Written or thumb-printed informed consent was taken from the participants at enrolment. Ethical approval was obtained from the College of Medicine Research and Ethics Committee, University of Malawi (No. P.09/15/1797), and the Ethics Committee of Pirkanmaa Hospital District, Finland (No. R16044, 3/2016). We enrolled only participants who signed or thumb-printed an informed consent. Participants who had dental diseases were provided complimentary dental treatment at Mangochi District Hospital dental clinic with resources provided by the research group.
4.4. Statistical Methods
4.4.1. Descriptive Analysis of Study Population and Variable Definitions in Statistical Analysis
Different variables describing general (CRP, Hb, BMI, HIV, malaria) and oral health characteristics (self-reported oral hygiene behaviour, proportion of participants with ABL cases, caries, PAL, and missing teeth) of included (n = 461) and excluded participants (n = 25), and also aMMP-8 test result groups, were compared in tables by reporting means and 95% confidence intervals of continuous/count variables or, in the case of categorical (nominal) variables, the number of participants in each category and percentage proportion of it.

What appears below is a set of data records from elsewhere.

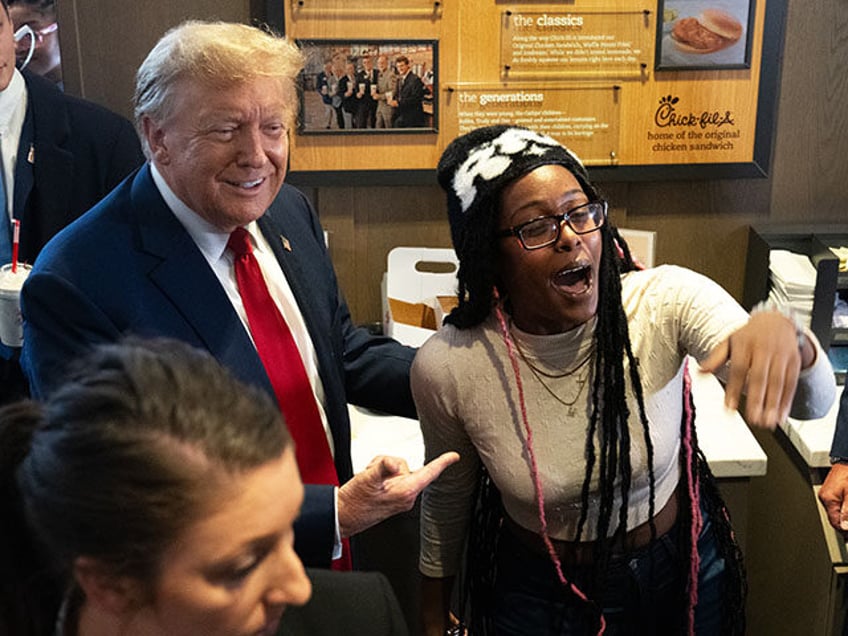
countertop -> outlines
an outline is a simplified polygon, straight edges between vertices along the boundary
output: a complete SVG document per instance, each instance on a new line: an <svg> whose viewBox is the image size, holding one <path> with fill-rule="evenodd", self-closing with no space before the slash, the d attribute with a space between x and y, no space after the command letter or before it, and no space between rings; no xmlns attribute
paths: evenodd
<svg viewBox="0 0 848 636"><path fill-rule="evenodd" d="M833 406L824 417L815 420L796 420L790 417L780 425L786 437L811 468L830 468L830 444L836 428L841 392L842 387L837 387Z"/></svg>
<svg viewBox="0 0 848 636"><path fill-rule="evenodd" d="M690 369L698 440L713 474L718 478L765 475L766 454L742 416L737 411L724 407L724 389L719 381L712 375L699 373L697 364L690 364ZM348 409L354 471L364 469L371 459L379 454L403 457L412 470L421 467L424 445L418 420L375 413L353 405L348 405ZM835 418L835 411L833 417ZM811 425L809 428L815 427ZM819 425L819 428L824 429L826 426ZM832 436L833 425L829 430ZM816 431L816 434L821 435L821 431ZM828 439L827 449L829 448ZM823 452L827 465L827 451Z"/></svg>

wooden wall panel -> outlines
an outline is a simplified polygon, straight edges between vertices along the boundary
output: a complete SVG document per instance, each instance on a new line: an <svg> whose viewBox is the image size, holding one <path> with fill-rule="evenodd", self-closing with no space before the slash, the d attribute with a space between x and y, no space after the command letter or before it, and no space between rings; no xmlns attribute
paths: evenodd
<svg viewBox="0 0 848 636"><path fill-rule="evenodd" d="M848 5L818 0L811 10L807 0L788 3L769 178L600 184L616 222L657 231L658 262L701 271L740 300L748 224L848 217ZM62 0L69 92L84 86L88 98L129 114L138 63L165 29L189 15L246 21L250 10L246 0ZM68 39L74 32L68 20L83 37ZM377 28L383 33L385 23ZM442 46L449 41L445 37ZM74 72L80 76L76 83ZM330 251L357 321L380 320L380 278L391 247L450 244L438 186L375 188L351 180L309 194L330 231Z"/></svg>
<svg viewBox="0 0 848 636"><path fill-rule="evenodd" d="M132 118L135 72L169 28L189 18L246 22L250 0L61 0L66 90Z"/></svg>

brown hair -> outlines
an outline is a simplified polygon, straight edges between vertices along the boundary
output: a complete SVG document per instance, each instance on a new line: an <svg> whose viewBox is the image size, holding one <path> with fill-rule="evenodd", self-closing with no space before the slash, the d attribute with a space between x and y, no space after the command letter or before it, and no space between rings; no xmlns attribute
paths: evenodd
<svg viewBox="0 0 848 636"><path fill-rule="evenodd" d="M204 514L222 471L261 466L290 445L269 396L167 339L101 346L43 405L0 410L10 633L38 633L33 617L55 614L82 555L152 586L162 553ZM26 625L13 612L28 614Z"/></svg>

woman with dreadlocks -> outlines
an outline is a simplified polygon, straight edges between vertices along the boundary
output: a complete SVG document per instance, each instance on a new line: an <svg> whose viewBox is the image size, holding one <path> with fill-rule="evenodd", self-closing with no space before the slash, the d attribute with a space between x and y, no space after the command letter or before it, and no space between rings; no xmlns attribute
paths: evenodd
<svg viewBox="0 0 848 636"><path fill-rule="evenodd" d="M689 270L637 270L549 137L474 130L438 177L459 305L412 388L428 458L462 459L422 502L428 635L450 627L457 574L472 636L741 632L741 555L685 356L725 380L729 406L745 388L748 422L773 428L834 398L815 337L775 308L749 317Z"/></svg>

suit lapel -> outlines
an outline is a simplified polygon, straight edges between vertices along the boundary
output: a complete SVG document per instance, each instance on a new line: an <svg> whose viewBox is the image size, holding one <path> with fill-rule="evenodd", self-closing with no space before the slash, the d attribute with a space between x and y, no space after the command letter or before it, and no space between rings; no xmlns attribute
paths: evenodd
<svg viewBox="0 0 848 636"><path fill-rule="evenodd" d="M217 276L177 220L145 165L133 184L132 209L142 251L155 257L149 279L197 340L236 377L273 389L256 349Z"/></svg>
<svg viewBox="0 0 848 636"><path fill-rule="evenodd" d="M26 77L26 76L25 76ZM24 182L18 192L15 180L15 210L21 214L22 227L26 223L25 204L34 183L49 183L49 188L38 191L41 216L58 215L66 219L66 202L73 187L73 156L65 148L70 135L70 122L64 104L58 99L61 93L55 88L45 89L37 82L27 82L30 92L21 144L18 148L17 168L22 170ZM55 91L54 95L50 91ZM29 126L29 137L26 137ZM35 138L35 131L38 137ZM41 178L39 175L43 175ZM29 183L26 179L29 179Z"/></svg>
<svg viewBox="0 0 848 636"><path fill-rule="evenodd" d="M273 205L276 205L276 203ZM278 216L284 219L284 215L285 213ZM258 221L259 229L271 246L274 256L277 257L277 261L279 261L283 274L285 274L289 287L291 287L297 301L300 313L303 314L303 320L306 323L307 331L309 331L309 337L318 356L318 372L321 375L321 381L326 385L327 378L325 377L326 374L324 373L324 364L322 362L330 360L333 357L332 351L330 351L327 345L330 339L327 338L327 334L319 332L319 325L324 324L326 319L321 320L320 311L315 306L313 295L309 292L309 264L305 263L301 258L303 250L298 250L296 237L292 241L292 239L286 236L285 227L282 223L284 221L278 223L276 219L267 213Z"/></svg>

The number of teeth with ABL (initial, mild, moderate, or severe), PAL, caries, and missing teeth as ordinal count variables were used to describe the extent of different radiological findings. Categorical variables of ABL, PAL, caries, and missing teeth cases were used to report proportions of participants with the respective findings. The case definition for categorical variables was at least one tooth with the respective radiological finding, except for the ABL case. The ABL case definition was based on ABL extent and severity and was modified from the Eke et al. periodontitis case definition based on attachment loss measures . The ABL case inclusion criterion was at least two teeth with mild or more severe ABL. Thus, mothers with initial ABL or localized mild or more severe ABL around only one tooth were not included into the ABL cases.
The used statistical units in the statistical analysis were the number of teeth in the analysis of associations between the aMMP-8 test and ABL/PAL and the number of participants in logistic regression analysis and the analysis of screening utility (see case definitions below).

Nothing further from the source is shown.